Data on putatively integration of T-DNA splinters or vector backbone sequences are needed by stakeholders of public risk assessors and regulators (Pauwels et al. 2015) to evaluate the regulatory status of putative transgene-free null segregants derived from self-fertilisation of a hemizygous transgenic plant or crosses with a non-GM plant. Holst-Jensen et al. (2016) highlighted the potential impact of NGS in risk assessment and traceability of GM plants. In two independent transgenic soybean lines, the insertion loci of the transgene and T-DNA-flanking regions identified by NGS could be confirmed by PCR and Sanger sequencing (Guo et al. 2016). In rice, Yang et al. (2013) detected additional unintended insertions compared to results from PCR and Southern blotting in two out of the three different independent transgenic lines investigated by NGS. In transgenic A. thaliana, Schouten et al. (2017) applied NGS to screen for genome-wide small mutations, possibly originating in the transformation process itself. However, only a few small mutations in the genomes of the five transgenic plants were identified and these were not correlated with the positions or number of T-DNA inserts. Instead, small and large deletions, as well as a translocation from another chromosome, were detected specifically at the T-DNA insert.
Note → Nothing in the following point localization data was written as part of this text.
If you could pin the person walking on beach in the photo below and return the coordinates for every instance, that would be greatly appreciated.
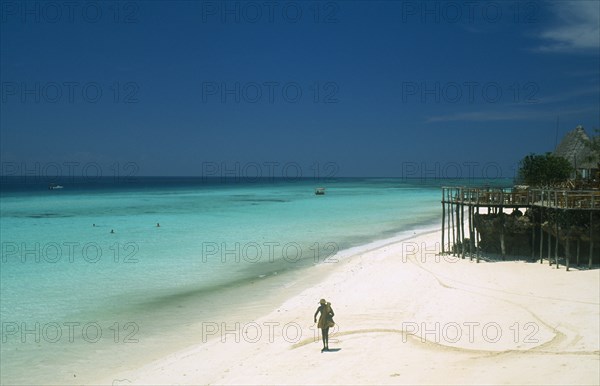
(325, 321)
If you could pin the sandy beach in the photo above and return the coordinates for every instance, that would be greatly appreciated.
(406, 315)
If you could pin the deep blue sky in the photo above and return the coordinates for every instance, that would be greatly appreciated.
(387, 88)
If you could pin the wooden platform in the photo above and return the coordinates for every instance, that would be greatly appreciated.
(457, 200)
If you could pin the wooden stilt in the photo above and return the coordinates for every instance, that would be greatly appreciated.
(471, 241)
(567, 245)
(453, 231)
(556, 241)
(443, 217)
(549, 246)
(477, 246)
(462, 229)
(532, 236)
(591, 239)
(541, 238)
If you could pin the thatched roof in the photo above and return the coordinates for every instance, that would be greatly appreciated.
(573, 148)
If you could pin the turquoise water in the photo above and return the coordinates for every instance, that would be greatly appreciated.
(75, 295)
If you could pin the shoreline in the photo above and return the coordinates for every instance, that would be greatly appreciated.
(401, 311)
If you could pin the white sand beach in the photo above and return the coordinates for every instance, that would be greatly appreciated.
(407, 316)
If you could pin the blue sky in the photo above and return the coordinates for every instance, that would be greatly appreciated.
(346, 88)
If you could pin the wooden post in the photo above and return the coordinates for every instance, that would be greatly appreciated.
(443, 215)
(541, 235)
(532, 235)
(591, 236)
(471, 241)
(556, 242)
(578, 247)
(462, 229)
(453, 231)
(448, 222)
(501, 211)
(549, 245)
(477, 240)
(567, 247)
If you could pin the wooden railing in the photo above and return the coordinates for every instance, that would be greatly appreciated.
(554, 198)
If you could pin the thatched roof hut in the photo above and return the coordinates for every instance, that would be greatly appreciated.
(573, 147)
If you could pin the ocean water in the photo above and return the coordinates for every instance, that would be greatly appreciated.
(79, 303)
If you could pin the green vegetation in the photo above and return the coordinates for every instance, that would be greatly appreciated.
(544, 170)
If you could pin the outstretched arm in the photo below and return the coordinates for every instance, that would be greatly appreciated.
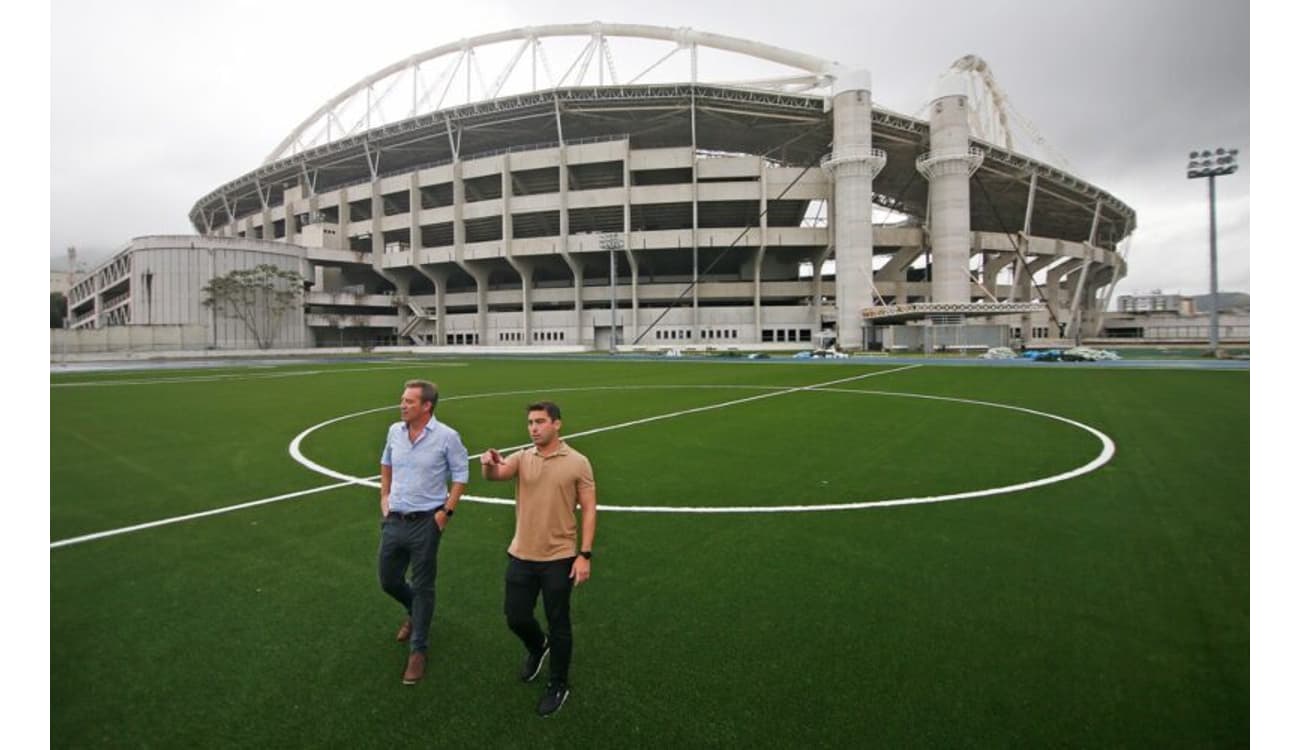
(581, 569)
(494, 467)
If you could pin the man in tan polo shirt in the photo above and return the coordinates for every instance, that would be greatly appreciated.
(545, 556)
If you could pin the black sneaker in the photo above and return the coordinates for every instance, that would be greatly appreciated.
(533, 663)
(551, 701)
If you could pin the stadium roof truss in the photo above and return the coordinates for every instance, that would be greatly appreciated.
(536, 95)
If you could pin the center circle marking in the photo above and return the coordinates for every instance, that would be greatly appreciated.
(1108, 451)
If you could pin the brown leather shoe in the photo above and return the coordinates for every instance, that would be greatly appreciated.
(415, 668)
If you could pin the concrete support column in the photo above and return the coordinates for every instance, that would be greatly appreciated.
(345, 220)
(694, 225)
(438, 276)
(853, 165)
(948, 167)
(1056, 290)
(414, 200)
(507, 233)
(376, 224)
(761, 252)
(458, 233)
(818, 261)
(627, 237)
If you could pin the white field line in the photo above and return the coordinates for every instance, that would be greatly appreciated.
(191, 516)
(295, 446)
(241, 377)
(349, 480)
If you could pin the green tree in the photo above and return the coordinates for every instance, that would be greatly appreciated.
(258, 297)
(57, 308)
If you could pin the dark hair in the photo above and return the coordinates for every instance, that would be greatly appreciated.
(428, 391)
(549, 407)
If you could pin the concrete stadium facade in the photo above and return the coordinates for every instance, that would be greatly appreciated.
(680, 213)
(157, 281)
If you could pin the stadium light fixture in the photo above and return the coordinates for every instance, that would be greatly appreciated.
(1210, 164)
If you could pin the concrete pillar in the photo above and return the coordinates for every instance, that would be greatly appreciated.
(627, 235)
(853, 165)
(438, 276)
(948, 167)
(762, 251)
(345, 220)
(416, 235)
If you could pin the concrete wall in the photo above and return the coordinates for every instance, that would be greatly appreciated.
(128, 338)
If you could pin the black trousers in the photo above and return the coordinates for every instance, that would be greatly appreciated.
(411, 543)
(524, 580)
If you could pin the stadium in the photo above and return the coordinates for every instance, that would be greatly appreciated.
(445, 200)
(893, 551)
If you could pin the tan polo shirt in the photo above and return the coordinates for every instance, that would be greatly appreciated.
(546, 494)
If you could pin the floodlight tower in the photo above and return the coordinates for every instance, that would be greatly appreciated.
(1212, 164)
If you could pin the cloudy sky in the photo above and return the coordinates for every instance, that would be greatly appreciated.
(156, 103)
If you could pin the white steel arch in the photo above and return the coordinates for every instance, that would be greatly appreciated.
(992, 116)
(356, 107)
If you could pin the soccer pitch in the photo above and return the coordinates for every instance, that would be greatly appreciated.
(1022, 556)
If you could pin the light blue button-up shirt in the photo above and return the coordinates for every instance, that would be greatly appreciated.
(421, 469)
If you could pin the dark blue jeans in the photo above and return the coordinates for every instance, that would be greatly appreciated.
(524, 580)
(411, 543)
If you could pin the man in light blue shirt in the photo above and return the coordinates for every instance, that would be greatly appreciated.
(421, 455)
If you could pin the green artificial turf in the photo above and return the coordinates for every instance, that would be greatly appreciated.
(1109, 610)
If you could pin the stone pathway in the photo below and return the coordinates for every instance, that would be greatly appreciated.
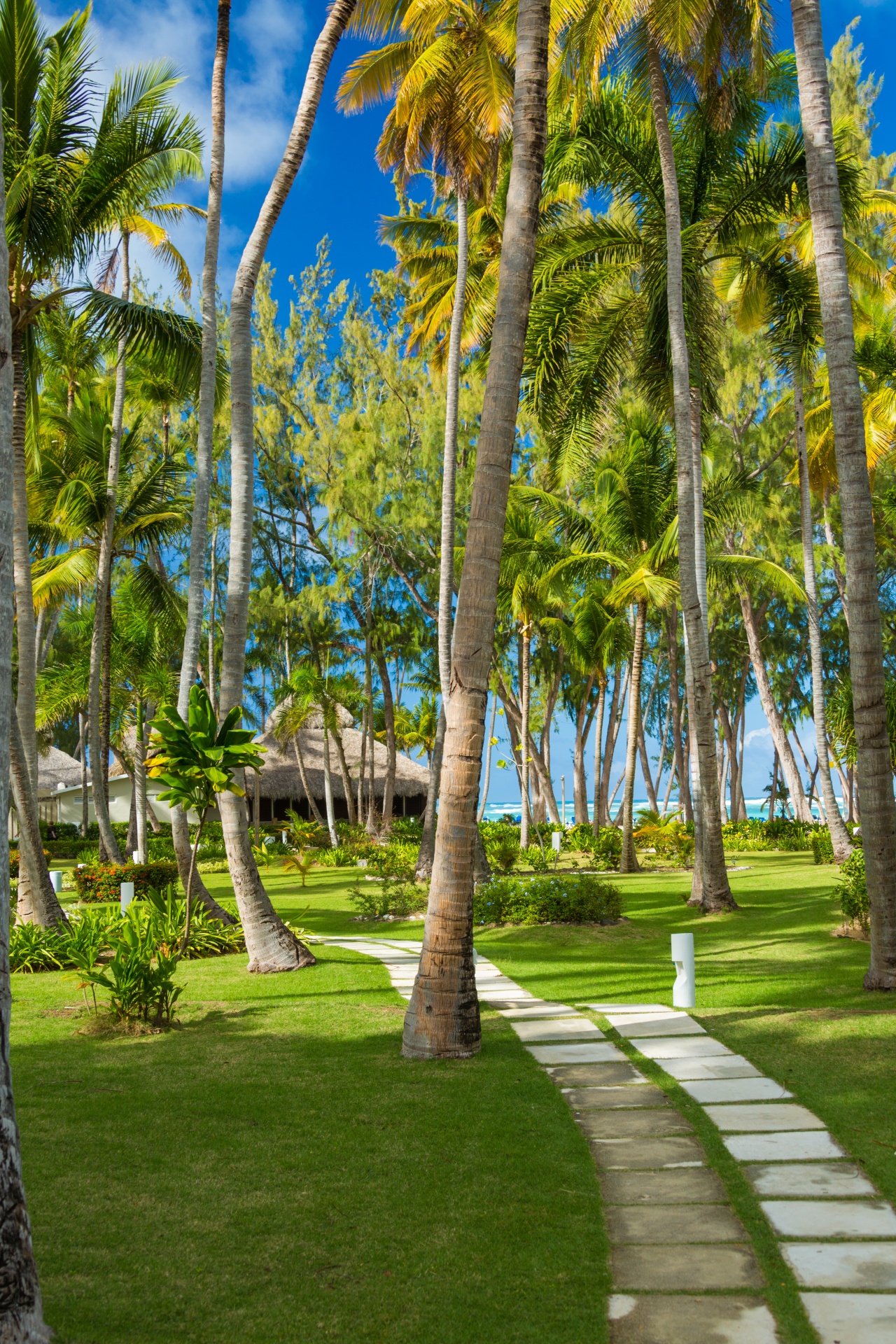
(682, 1266)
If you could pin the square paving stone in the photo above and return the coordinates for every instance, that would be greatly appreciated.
(707, 1091)
(836, 1180)
(852, 1317)
(538, 1008)
(691, 1320)
(586, 1053)
(761, 1119)
(687, 1186)
(673, 1224)
(610, 1098)
(830, 1218)
(675, 1268)
(801, 1145)
(715, 1068)
(644, 1154)
(867, 1265)
(597, 1075)
(624, 1124)
(558, 1028)
(656, 1025)
(682, 1049)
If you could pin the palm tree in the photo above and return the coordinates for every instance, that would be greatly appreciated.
(451, 80)
(442, 1018)
(270, 944)
(20, 1307)
(865, 641)
(206, 419)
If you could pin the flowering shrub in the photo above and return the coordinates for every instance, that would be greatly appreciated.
(558, 898)
(102, 881)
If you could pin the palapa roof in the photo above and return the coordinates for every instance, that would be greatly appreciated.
(57, 768)
(280, 777)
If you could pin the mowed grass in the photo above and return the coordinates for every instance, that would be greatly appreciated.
(274, 1171)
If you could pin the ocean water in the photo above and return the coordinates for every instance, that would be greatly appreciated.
(495, 811)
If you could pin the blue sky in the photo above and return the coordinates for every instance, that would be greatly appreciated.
(340, 191)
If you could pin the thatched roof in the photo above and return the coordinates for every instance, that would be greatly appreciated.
(57, 768)
(280, 776)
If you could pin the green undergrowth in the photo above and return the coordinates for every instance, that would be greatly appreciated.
(274, 1171)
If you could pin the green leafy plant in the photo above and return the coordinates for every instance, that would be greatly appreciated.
(197, 761)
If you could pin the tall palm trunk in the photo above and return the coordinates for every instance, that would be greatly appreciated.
(204, 438)
(270, 944)
(865, 643)
(99, 765)
(484, 790)
(629, 860)
(444, 1014)
(716, 891)
(839, 834)
(526, 644)
(20, 1310)
(449, 468)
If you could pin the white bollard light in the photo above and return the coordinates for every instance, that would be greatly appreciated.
(684, 988)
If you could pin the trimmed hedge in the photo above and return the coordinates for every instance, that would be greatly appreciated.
(559, 898)
(102, 881)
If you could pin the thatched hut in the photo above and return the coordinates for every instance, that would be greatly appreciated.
(280, 785)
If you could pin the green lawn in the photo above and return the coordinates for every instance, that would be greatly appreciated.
(274, 1171)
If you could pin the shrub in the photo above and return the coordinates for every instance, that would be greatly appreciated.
(853, 891)
(559, 898)
(102, 881)
(822, 848)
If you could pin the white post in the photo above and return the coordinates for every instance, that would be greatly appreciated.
(684, 988)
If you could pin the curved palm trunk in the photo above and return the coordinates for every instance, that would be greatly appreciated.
(202, 480)
(20, 1310)
(716, 891)
(424, 870)
(839, 834)
(444, 1014)
(865, 643)
(484, 790)
(524, 737)
(449, 468)
(270, 944)
(99, 765)
(629, 860)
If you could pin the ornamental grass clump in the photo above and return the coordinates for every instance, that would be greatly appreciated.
(556, 898)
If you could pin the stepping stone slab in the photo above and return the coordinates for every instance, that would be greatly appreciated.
(539, 1009)
(837, 1180)
(685, 1049)
(675, 1268)
(799, 1145)
(676, 1224)
(716, 1068)
(561, 1028)
(624, 1124)
(645, 1154)
(867, 1265)
(699, 1320)
(610, 1098)
(830, 1218)
(687, 1186)
(597, 1075)
(599, 1053)
(852, 1317)
(735, 1089)
(656, 1025)
(761, 1119)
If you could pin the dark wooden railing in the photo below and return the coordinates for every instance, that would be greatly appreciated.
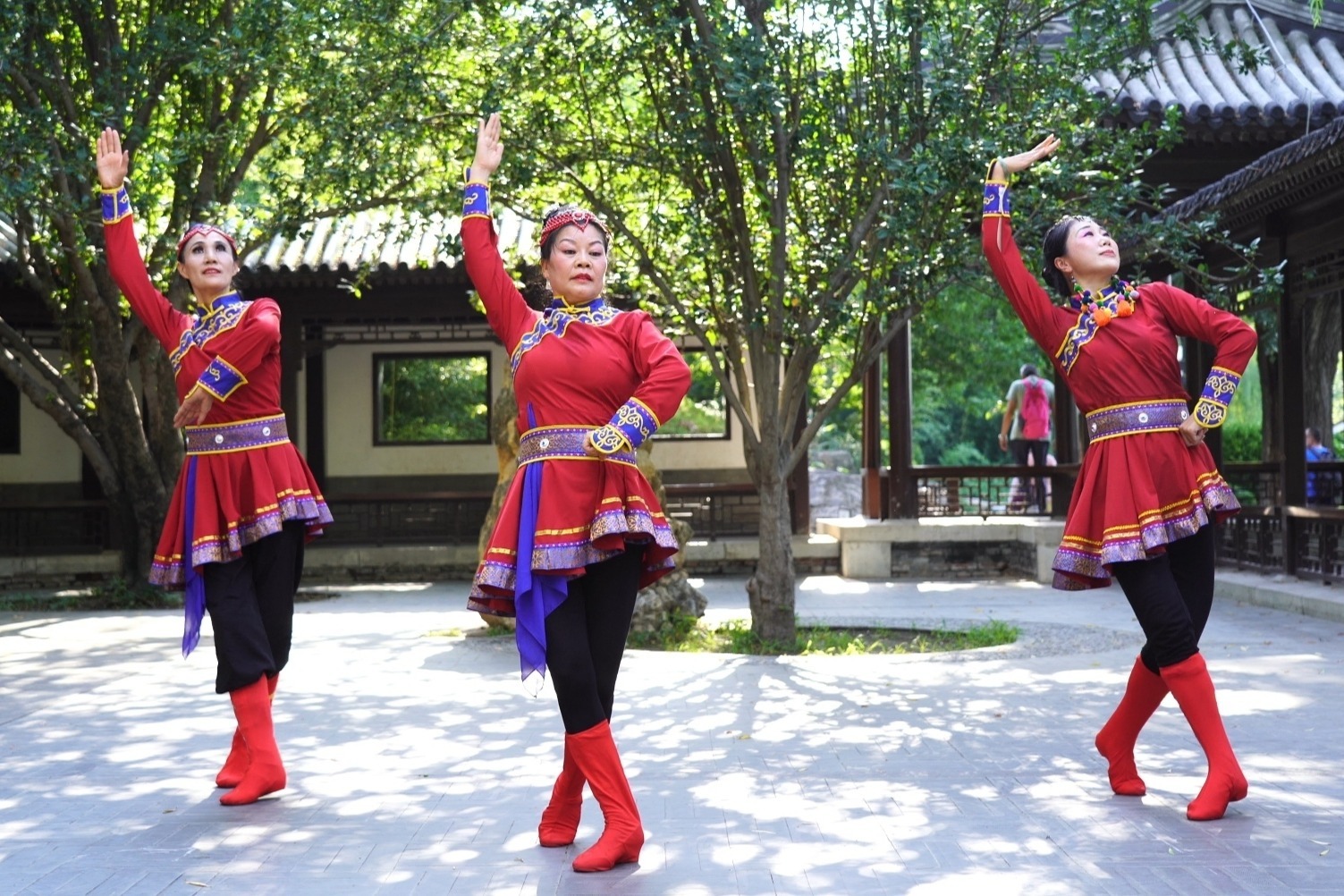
(715, 510)
(988, 491)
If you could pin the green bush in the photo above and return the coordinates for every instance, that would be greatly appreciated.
(1242, 442)
(964, 454)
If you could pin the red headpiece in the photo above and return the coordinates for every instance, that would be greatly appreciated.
(205, 230)
(571, 216)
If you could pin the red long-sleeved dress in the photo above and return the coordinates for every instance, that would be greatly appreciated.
(576, 368)
(1138, 486)
(249, 478)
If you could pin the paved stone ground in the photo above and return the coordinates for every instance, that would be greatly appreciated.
(418, 765)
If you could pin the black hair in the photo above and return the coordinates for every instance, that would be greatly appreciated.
(1055, 246)
(569, 207)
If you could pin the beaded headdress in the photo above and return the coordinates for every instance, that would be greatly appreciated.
(568, 216)
(205, 230)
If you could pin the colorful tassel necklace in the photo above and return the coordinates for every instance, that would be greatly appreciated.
(1117, 300)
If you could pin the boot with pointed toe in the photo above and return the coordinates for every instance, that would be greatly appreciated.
(622, 833)
(1116, 740)
(235, 766)
(265, 773)
(1194, 690)
(561, 818)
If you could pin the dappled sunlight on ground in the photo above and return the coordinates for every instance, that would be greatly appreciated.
(418, 765)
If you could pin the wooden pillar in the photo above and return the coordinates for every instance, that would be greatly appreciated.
(871, 442)
(905, 488)
(291, 361)
(1290, 388)
(315, 402)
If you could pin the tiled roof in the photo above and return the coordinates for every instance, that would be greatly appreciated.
(1298, 83)
(1280, 179)
(378, 241)
(8, 240)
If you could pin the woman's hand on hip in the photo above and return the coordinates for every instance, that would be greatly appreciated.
(1192, 431)
(194, 409)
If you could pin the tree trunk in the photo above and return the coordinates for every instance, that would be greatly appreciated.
(770, 590)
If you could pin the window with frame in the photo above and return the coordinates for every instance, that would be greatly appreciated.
(10, 411)
(432, 399)
(705, 411)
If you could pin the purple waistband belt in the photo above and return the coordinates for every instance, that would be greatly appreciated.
(237, 436)
(1128, 419)
(561, 444)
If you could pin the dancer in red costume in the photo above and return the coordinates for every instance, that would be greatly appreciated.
(581, 531)
(245, 502)
(1148, 489)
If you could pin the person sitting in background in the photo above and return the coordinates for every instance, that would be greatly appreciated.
(1322, 488)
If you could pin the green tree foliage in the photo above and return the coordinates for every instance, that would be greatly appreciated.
(703, 410)
(264, 113)
(433, 399)
(790, 176)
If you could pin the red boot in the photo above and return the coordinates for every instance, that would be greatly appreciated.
(1116, 740)
(237, 764)
(1194, 690)
(622, 834)
(265, 773)
(561, 818)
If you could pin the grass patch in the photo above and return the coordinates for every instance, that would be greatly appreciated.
(114, 596)
(687, 634)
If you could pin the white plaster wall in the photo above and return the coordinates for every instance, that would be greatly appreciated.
(350, 425)
(46, 454)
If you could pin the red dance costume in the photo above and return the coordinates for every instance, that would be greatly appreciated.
(249, 478)
(1140, 486)
(576, 369)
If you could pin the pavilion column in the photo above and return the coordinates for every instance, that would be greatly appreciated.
(874, 503)
(291, 361)
(905, 486)
(1292, 385)
(315, 403)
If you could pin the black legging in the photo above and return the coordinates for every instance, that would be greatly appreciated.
(585, 638)
(251, 606)
(1171, 596)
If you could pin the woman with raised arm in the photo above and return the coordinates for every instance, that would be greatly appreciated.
(1148, 491)
(581, 531)
(245, 502)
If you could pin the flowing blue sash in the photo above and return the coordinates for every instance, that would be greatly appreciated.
(194, 604)
(534, 596)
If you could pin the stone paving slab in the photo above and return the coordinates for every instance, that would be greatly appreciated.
(418, 765)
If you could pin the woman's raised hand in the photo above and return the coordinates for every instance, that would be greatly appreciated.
(1025, 160)
(114, 165)
(489, 151)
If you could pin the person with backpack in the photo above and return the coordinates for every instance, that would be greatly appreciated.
(1148, 491)
(1026, 428)
(1322, 488)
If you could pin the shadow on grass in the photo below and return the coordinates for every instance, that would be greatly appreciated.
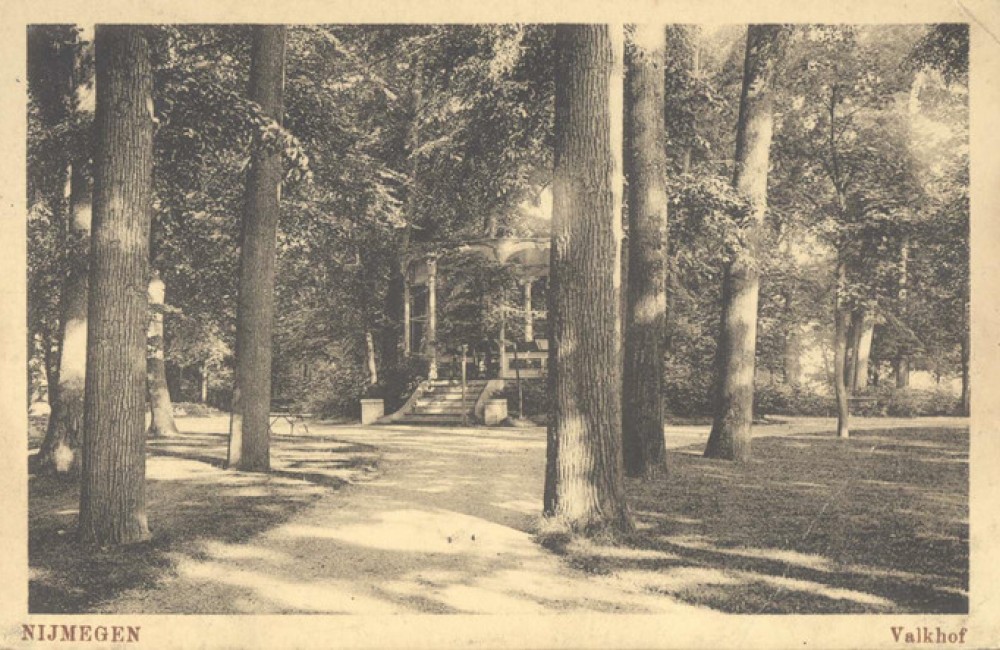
(189, 498)
(877, 523)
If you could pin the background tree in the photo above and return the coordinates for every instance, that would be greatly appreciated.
(162, 415)
(584, 489)
(249, 445)
(730, 436)
(59, 73)
(112, 495)
(642, 427)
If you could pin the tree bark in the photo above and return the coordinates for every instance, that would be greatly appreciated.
(842, 319)
(395, 335)
(112, 495)
(792, 354)
(901, 364)
(372, 366)
(203, 383)
(730, 436)
(866, 329)
(392, 336)
(643, 446)
(59, 451)
(966, 402)
(249, 442)
(162, 421)
(584, 487)
(851, 353)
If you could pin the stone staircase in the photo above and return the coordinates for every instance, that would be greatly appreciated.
(439, 403)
Moreover, an additional tiny 50 bp T-DNA insert not previously detected by conventional PCR or Southern blotting was identified (Schouten et al. 2017).

In conclusion, we find that next and third generation sequencing technologies are highly sensitive approaches for the detection of T-DNA inserts. High coverage of NGS short reads is necessary to determine the T-DNA integration site based on chimeric reads. Long reads from third generation sequencing are very useful to unravel the genomic structure of T-DNA insertions. Further, NGS allows screening for potential T-DNA splinters or vector backbone sequences. The application of advanced long-range sequencing technologies will further promote the analysis of highly complex T-DNA insertions (concatemers, inverted repeats) as well as epigenetic modifications at the insertion site, and will support the identification of potential unanticipated genomic changes induced by T-DNA integration (Jupe et al. 2019).